En décembre de la même année, alors que la solution du paiement mobile était entièrement stabilisée, coup de théâtre : Mme Houda Feraoun met fin aux fonctions du P-DG de Mobilis sous prétexte de signature d’un contrat avec Orange pour le roaming sans en référer à sa tutelle. D’anciens responsables au sein de l’opérateur mobile sont catégoriques : l’objectif de cette décision est « d’empêcher le lancement du paiement mobile en Algérie pour protéger la nouvelle société Monetix, créée par les frères Kouninef, et ses projets de développement de la monétique avec la Poste et les autres banques publiques à travers la Satim ».
Lors d’un entretien accordé à l’émission de la chaîne 3 « L’invité de la rédaction », Mme Feraoun, connue pour être «partisane » du paiement mobile, a justifié le blocage du projet par le fait qu’il il faciliterait le « blanchiment d’argent ».

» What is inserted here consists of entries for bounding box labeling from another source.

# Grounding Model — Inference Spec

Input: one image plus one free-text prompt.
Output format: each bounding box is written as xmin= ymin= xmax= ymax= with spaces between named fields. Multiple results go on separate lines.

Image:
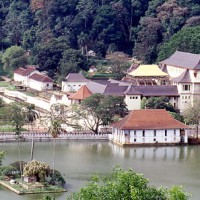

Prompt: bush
xmin=49 ymin=170 xmax=65 ymax=186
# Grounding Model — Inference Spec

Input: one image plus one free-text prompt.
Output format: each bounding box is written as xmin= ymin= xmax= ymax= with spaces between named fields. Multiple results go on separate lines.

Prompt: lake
xmin=0 ymin=141 xmax=200 ymax=200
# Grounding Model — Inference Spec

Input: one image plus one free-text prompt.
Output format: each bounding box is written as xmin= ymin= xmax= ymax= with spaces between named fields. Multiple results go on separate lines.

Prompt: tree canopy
xmin=0 ymin=0 xmax=200 ymax=76
xmin=67 ymin=167 xmax=190 ymax=200
xmin=74 ymin=94 xmax=127 ymax=133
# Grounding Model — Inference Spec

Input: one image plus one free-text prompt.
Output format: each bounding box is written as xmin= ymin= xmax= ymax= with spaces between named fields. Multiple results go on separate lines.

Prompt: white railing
xmin=0 ymin=132 xmax=109 ymax=142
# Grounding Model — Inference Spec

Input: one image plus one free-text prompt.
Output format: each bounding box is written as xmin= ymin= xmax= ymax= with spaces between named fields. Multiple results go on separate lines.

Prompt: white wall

Selon elle, « on ne peut tolérer qu’il y ait des transactions mobiles qui vont proliférer alors qu’on n’a aucun moyen de les tracer…et les réseaux de blanchiment s’appuient sur tout e qui est transaction financière non traçable ». Comme si les opérations réglées « cash » permettaient plus de traçabilité. Ce revirement ne l’a pas empêché d’inscrire le développement du paiement mobile dans la Loi de Finances de 2020.
Un e-compte lié à la carte SIM
Il faut rappeler, que les solutions de mobile banking « offrent la possibilité de réaliser des opérations bancaires courantes sur portable : tout client abonné à un réseau de téléphonie mobile dispose d’un e-compte lié à sa carte SIM. Il peut effectuer des transactions (un simple échange de SMS permet de payer en magasin, sur le marché ou de régler des factures d’eau et d’électricité, voir les impôts) et même épargner si son compte est créditeur. Il peut alimenter son compte en déposant du liquide via un point de vente agréé ou demander à percevoir son salaire (ou sa retraite), sur son compte de téléphonie mobile ».
Il existerait deux modèles de paiement mobile : le premier appelé« NON BANK BASED (NBB) ou un opérateur télécom, peut fournir directement des services bancaires sans passer par une banque (modèle adopté très largement en Afrique et surtout au Kenya), et le second, plus adapté aux marchés en partie bancarisés, cas de l’Algérie, est le BANK BASED (BB), où une licence bancaire est nécessaire pour avoir l’autorisation de fournir des services bancaires : les banques proposent des services de mobile banking après avoir passé des accords avec des opérateurs de téléphonie mobile ». C’est ce deuxième modèle qui a été adopté par Mobilis en partenariat avec la BNA.
Sa mise en application programmée il y’a plus de quatre années aurait permis de fructifier un investissement colossal en solutions, aujourd’hui obsolètes, et à des millions d’algériens de faire l’économie de chaînes interminables, qui plus est, en période de pandémie. Elle aurait même permis à l’état algérien de distribuer rapidement les indemnités Covid19 aux personnes éligibles.